18 Het is goed, als ge ze ter harte neemt, En ze allen bestendig op uw lippen hebt.
Jer æe ti biti milina ako ih složiš u srce svoje, ako sve budu poreðane na usnama tvojim.
19 Opdat ge in Jahweh uw vertrouwen moogt stellen, Maak ik ze heden bekend, ook aan u!
Da bi ti uzdanje bilo u Gospoda, kazujem ti ovo danas, a ti tako èini.
20 Een dertigtal heb ik er voor u opgeschreven: Ze bevatten goede raad en ervaring;
Nijesam li ti napisao znamenite stvari za savjete i znanje,
21 Ze leren u de waarheid en betrouwbare woorden, Zodat ge een goed antwoord kunt geven aan hen die u ondervragen
Da bih ti pokazao tvrðu istinitijeh rijeèi da bi mogao istinitijem rijeèima odgovarati onima koji pošlju k tebi?

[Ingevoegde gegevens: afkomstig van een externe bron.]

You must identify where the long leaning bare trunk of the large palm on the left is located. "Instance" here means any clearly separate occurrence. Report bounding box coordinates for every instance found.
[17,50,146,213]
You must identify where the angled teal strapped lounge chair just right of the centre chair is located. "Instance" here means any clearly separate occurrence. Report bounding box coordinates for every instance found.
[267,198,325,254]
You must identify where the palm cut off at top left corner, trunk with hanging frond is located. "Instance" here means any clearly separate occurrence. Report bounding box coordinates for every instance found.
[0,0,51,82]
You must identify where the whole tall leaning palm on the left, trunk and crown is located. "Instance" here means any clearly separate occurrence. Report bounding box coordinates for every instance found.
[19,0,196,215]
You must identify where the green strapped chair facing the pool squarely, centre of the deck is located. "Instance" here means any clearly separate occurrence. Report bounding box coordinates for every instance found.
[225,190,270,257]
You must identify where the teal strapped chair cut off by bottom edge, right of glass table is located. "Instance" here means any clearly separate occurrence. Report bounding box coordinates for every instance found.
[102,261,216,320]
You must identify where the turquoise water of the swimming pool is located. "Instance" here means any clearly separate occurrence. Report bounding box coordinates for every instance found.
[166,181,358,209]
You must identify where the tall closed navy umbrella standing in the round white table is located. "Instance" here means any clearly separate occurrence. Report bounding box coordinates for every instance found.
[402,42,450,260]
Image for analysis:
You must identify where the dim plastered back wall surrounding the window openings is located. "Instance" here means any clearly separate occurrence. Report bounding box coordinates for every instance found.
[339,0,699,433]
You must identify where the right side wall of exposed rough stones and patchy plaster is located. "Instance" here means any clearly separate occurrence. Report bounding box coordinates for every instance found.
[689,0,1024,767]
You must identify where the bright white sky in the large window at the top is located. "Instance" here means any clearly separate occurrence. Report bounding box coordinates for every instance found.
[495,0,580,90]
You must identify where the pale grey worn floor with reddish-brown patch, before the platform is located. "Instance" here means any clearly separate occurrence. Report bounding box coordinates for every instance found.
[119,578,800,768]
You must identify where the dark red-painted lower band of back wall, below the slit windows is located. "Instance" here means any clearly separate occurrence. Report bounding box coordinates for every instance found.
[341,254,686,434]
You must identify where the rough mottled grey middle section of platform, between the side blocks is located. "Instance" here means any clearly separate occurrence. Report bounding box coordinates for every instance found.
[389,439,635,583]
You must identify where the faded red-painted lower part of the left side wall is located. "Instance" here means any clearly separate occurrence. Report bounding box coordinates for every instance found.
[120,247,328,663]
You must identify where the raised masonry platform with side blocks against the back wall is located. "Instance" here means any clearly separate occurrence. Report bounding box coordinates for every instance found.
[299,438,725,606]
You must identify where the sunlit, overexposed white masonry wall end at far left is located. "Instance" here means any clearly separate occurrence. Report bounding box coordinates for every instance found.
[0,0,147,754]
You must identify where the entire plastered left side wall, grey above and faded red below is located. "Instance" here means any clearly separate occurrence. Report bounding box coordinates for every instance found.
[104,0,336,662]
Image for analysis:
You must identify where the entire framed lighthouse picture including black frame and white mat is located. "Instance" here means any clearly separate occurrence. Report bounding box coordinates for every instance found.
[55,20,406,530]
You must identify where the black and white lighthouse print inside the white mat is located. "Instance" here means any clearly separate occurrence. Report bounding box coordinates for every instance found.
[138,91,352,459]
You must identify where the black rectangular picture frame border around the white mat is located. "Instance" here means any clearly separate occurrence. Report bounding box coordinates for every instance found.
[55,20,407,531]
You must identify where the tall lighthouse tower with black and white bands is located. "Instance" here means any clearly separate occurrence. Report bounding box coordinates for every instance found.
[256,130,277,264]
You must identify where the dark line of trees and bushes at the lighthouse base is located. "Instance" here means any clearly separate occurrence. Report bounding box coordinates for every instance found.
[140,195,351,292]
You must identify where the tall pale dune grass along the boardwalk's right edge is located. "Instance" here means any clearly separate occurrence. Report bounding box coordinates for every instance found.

22 Buit een arme niet uit, omdat hij arm is, Trap in de poort niet op den kleinen man;
Ne otimaj siromahu zato što je siromah, i ne zatiri nevoljnoga na vratima.
23 Want Jahweh zal het voor hen opnemen, En die hèn beroven, van het leven beroven.
Jer æe Gospod braniti njihovu stvar, i oteæe dušu onima koji njima otimaju.
24 Sluit geen vriendschap met een driftkop, Laat u niet in met een heethoofd;
Ne druži se s èovjekom gnjevljivijem i ne idi sa žestokim,
25 Anders raakt ge vertrouwd met hun wegen, En zet ge een valstrik voor uzelf.
Da se ne bi navikao na putove njegove i metnuo zamke na dušu svoju.
26 Behoor niet tot hen, die handslag geven, En borg blijven voor schulden;
Ne budi od onijeh koji ruku daju, koji se jamèe za dugove.
27 Als ge niets hebt om te betalen, Haalt men het bed onder u weg.
Ako nemaš èim platiti, zašto da se odnese postelja ispod tebe?
28 Raak niet aan de eeuwenoude grenzen, Die uw voorvaderen hebben getrokken.
Ne pomièi stare meðe, koju su postavili oci tvoji.
29 Ziet ge iemand die handig is met zijn werk, Hij komt bij koningen in dienst; Het gewone volk hoeft hij niet te dienen!
Jesi li vidio èovjeka ustaoca na poslu? Taki æe pred carevima stajati, a neæe stajati pred prostacima.